Marion CHENAL et Mathiou PREGALDINY ont détaillé les éléments qu’une information préoccupante doit contenir pour être utile et efficace :
« Un information préoccupante doit inclure des informations factuelles et précises : l’identité complète de l’enfant et des parents (noms, prénoms, dates et lieux de naissance, adresse), le lieu de résidence habituel, les faits constatés ou rapportés (si possible, citer les propos entre guillemets), savoir si les parents ont été informés et, si possible, indiquer leur réaction.
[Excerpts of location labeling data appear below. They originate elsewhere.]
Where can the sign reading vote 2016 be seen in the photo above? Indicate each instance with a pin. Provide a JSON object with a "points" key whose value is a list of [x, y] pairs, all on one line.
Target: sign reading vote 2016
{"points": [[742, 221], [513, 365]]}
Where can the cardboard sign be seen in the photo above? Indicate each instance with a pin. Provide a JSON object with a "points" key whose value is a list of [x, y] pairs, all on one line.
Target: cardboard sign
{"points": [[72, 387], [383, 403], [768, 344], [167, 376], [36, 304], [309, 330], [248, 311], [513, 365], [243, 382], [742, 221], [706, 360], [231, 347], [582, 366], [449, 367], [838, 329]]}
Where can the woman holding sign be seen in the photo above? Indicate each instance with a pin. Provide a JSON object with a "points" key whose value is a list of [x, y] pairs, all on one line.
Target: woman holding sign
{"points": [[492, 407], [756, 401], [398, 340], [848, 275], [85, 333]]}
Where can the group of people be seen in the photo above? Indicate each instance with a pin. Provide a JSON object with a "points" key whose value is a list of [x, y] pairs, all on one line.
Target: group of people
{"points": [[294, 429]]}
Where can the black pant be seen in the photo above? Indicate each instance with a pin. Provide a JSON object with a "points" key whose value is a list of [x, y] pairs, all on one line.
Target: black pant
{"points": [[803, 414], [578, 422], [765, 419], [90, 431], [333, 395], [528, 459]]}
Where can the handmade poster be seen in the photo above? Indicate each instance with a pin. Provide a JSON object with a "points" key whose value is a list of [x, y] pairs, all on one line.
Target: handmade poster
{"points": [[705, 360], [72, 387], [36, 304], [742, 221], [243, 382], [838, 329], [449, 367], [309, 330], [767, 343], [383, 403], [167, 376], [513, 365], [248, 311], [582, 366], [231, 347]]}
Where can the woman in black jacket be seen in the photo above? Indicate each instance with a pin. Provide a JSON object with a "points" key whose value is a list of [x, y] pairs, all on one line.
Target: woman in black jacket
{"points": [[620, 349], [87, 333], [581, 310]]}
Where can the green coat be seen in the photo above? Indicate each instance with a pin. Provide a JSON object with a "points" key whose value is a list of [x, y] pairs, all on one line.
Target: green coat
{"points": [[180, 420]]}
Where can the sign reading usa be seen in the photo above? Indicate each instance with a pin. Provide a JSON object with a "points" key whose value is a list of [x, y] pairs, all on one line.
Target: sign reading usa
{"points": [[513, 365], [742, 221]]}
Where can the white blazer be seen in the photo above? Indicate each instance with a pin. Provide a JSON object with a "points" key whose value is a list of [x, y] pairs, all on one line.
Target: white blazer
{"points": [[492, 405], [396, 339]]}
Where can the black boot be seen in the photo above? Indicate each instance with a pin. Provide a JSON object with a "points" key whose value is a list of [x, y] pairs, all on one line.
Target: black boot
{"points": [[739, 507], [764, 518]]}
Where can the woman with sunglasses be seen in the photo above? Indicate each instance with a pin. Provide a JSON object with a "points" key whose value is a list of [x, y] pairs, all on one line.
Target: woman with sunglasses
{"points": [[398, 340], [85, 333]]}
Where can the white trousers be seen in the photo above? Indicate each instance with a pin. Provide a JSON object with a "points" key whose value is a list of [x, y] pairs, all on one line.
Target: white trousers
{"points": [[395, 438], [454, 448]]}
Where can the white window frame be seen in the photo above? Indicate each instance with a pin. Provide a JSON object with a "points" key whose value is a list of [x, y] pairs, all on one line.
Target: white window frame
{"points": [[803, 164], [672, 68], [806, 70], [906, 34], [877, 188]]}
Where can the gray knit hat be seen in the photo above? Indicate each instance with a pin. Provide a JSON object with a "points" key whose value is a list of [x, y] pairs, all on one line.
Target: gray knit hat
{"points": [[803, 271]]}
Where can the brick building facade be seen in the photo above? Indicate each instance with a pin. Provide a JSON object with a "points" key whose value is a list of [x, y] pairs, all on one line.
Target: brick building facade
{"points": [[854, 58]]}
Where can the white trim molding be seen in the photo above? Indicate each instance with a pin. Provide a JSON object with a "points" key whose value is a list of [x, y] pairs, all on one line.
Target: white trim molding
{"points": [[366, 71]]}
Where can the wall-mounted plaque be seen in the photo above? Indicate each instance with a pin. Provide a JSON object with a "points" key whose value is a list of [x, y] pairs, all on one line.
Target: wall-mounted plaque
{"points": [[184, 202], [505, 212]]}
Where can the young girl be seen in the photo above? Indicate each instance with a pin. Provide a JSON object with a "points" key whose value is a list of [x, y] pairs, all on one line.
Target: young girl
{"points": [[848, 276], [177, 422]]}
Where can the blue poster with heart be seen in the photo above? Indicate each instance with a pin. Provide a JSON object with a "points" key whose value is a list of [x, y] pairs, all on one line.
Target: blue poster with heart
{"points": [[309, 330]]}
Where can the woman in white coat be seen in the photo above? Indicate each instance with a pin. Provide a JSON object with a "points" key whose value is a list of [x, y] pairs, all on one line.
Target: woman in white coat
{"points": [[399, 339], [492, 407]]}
Si des négligences ou des carences éducatives sont en cause, il est également utile d’indiquer ce qui a été mis en place en amont pour tenter de résoudre la situation. »
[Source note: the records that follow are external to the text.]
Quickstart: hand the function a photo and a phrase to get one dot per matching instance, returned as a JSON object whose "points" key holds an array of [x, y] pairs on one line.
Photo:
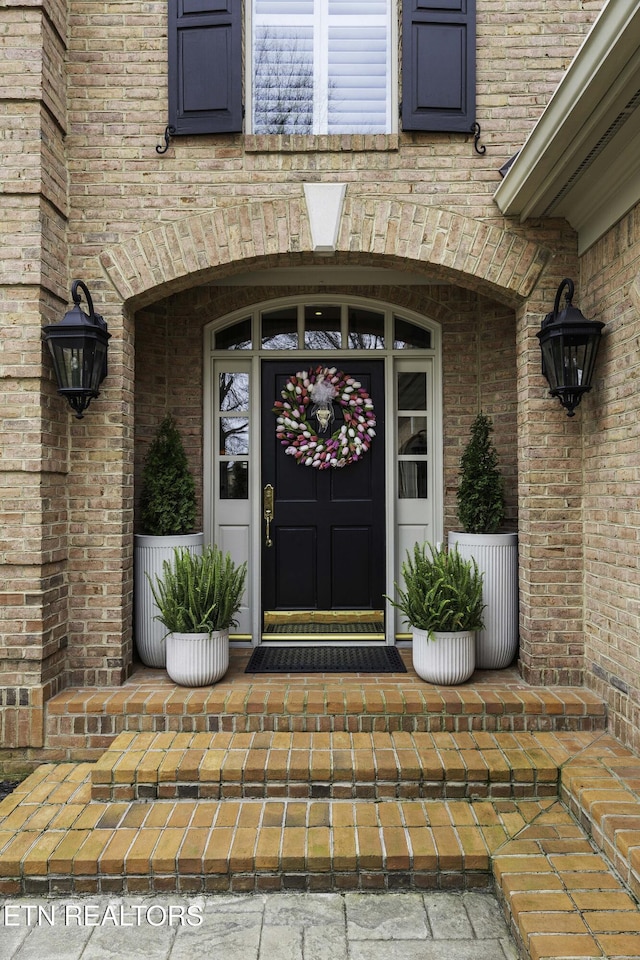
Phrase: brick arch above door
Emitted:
{"points": [[472, 253]]}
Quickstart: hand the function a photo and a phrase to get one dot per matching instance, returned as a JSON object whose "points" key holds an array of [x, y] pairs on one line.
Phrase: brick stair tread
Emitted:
{"points": [[54, 839], [550, 861], [81, 723], [336, 765]]}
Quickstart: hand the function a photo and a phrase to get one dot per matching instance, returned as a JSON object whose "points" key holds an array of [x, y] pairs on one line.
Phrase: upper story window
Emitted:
{"points": [[321, 66]]}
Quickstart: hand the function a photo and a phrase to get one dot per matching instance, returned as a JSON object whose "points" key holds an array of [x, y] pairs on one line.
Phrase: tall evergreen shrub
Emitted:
{"points": [[168, 498], [481, 487]]}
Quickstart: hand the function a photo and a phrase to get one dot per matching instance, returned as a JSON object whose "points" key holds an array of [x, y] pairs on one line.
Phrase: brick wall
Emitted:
{"points": [[611, 452], [34, 440], [83, 104]]}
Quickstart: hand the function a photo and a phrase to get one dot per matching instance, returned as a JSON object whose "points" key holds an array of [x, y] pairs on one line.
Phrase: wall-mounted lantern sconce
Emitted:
{"points": [[569, 344], [78, 345]]}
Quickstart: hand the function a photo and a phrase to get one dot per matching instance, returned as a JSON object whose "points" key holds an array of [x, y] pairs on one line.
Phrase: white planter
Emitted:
{"points": [[149, 554], [497, 557], [197, 659], [448, 658]]}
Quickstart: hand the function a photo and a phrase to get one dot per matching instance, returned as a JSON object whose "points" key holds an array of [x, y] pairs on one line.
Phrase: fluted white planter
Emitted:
{"points": [[497, 557], [447, 658], [197, 659], [149, 554]]}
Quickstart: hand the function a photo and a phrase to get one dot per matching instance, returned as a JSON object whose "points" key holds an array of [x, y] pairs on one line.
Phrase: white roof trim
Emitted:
{"points": [[586, 124]]}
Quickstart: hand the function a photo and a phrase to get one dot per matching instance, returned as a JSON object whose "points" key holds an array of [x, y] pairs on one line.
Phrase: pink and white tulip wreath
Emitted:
{"points": [[346, 444]]}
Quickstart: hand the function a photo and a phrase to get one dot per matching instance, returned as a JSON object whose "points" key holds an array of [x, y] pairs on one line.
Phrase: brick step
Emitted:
{"points": [[81, 723], [341, 766], [54, 839]]}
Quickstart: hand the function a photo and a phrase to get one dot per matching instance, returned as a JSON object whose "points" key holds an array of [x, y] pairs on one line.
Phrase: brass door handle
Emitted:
{"points": [[267, 503]]}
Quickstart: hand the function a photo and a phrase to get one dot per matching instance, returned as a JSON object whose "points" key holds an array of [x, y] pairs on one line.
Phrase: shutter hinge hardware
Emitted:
{"points": [[476, 131], [169, 132]]}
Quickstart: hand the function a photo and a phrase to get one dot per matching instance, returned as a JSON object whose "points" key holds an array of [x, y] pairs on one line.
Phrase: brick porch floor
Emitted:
{"points": [[339, 783]]}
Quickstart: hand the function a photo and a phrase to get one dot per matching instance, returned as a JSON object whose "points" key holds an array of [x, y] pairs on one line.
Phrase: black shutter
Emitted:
{"points": [[205, 66], [438, 65]]}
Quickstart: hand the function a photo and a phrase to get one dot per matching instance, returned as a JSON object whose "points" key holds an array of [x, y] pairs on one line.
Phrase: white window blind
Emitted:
{"points": [[321, 66]]}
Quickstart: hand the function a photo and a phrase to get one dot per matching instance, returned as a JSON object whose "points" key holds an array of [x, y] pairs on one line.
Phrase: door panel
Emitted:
{"points": [[328, 529]]}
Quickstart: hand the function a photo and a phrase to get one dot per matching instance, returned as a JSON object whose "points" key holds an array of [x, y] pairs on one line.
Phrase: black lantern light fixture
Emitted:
{"points": [[78, 345], [569, 344]]}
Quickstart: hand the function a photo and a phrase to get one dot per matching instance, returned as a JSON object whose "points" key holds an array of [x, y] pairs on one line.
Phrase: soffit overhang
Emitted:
{"points": [[582, 158]]}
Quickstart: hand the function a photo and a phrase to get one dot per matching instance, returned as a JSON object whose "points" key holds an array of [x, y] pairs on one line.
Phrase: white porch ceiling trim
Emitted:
{"points": [[582, 159]]}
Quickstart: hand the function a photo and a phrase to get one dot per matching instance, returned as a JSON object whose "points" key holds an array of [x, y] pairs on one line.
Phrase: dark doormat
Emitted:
{"points": [[325, 660]]}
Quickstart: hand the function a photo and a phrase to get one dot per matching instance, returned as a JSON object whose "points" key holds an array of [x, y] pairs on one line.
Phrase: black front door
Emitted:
{"points": [[327, 549]]}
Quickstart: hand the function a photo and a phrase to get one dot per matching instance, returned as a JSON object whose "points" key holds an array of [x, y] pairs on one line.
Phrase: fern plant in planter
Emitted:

MARION CHENAL a insisté sur l’importance d’une transmission claire :
« Même si un signalement peut paraître trop détaillé, des informations précises permettent d’évaluer au mieux la gravité de la situation et peuvent avoir beaucoup d’impact sur la façon dont nous allons gérer la situation. »
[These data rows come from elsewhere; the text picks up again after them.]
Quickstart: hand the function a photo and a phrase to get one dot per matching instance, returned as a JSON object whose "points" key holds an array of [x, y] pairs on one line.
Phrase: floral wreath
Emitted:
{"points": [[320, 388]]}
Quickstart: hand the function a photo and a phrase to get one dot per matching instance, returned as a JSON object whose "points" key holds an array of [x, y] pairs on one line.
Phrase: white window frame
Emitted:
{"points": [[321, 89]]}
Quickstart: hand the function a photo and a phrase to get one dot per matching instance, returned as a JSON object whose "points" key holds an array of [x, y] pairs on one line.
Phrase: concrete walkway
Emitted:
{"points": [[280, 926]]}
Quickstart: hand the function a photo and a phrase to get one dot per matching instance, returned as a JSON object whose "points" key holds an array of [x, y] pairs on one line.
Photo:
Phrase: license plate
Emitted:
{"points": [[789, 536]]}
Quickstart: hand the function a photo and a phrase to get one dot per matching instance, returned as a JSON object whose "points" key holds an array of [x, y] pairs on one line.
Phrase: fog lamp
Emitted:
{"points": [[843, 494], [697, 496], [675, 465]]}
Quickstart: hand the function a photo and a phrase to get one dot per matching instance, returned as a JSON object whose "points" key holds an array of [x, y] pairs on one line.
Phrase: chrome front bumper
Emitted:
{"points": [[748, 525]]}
Accompagner les professionnels dans leurs démarches
Charlotte GIRAULT, responsable des affaires générales, juridiques et des relations avec les usagers au CH La Chartreuse, a fait le point sur les questionnements des professionnels, souvent confrontés à des situations délicates.
« De nombreux professionnels hésitent à signaler par peur de mal faire ou de ne pas respecter le cadre légal. D’autres se sentent dépassés par la complexité du droit ou craignent d’enfreindre le secret médical », a-t-elle expliqué.
Elle a insisté sur l’importance d’un accompagnement institutionnel :
« Les professionnels ne doivent pas rester seuls face à ces dilemmes. Des ressources et des interlocuteurs existent pour les guider, que ce soit au sein du CH La Chartreuse ou via des structures comme l’Ordre des médecins ou la CEDU. »
Le procureur a rappelé que les signalements effectués de bonne foi sont protégés par la loi et qu’il est préférable de transmettre des informations, même partielles, plutôt que de ne pas signaler un danger.
Ressources et contacts utiles
Les intervenants et Audrey PINGAUD, cheffe du Pôle Psychiatrie de l’Enfant et de l’Adolescent, ont présenté plusieurs ressources pour guider les professionnels confrontés à des situations de danger ou de maltraitance :
-
La Cellule Départementale de l’Enfance en Danger et Urgences (CEDU)
📍 1 rue Joseph Tissot, 21035 Dijon
📞 0800 101 119 | ✉️ enfanceendanger@cotedor.fr
👉 Comment signaler un enfant en danger ? -
Le 119 – Allô Enfance en Danger
Une ligne nationale pour signaler tout enfant en danger ou en risque de danger, ouverte 24h/24 et gratuite. -
L’Ordre des médecins
👉 Guides pratiques et ressources en ligne -
Charlotte GIRAULT, responsable des Affaires générales, juridiques et des relations avec les usagers, pour les professionnels du CH La Chartreuse
Ces ressources visent à accompagner les professionnels dans leurs démarches et à lever les doutes qu’ils pourraient rencontrer.
Un engagement collectif pour la protection de l’enfance
À l’issue du Caf&Doc’, les participants ont pu assister à une criée publique de mots collectés les semaines précédentes auprès d’enfants et d’adolescents sur la thématique des droits de l’enfant. Ces textes ont été déclamés par la Cie Les Écorchés. Les participants ont également été invités à visiter l’exposition Dessine-moi le Droit mise à disposition par Educadroit et le défenseur des droits, visible toute la semaine au Centre de Documentation du CH La Chartreuse.
Ce Caf&Doc’, organisé dans le cadre de la Semaine des Droits de l’Enfant, témoigne de l’engagement du CH La Chartreuse pour sensibiliser et accompagner les professionnels dans la protection des enfants.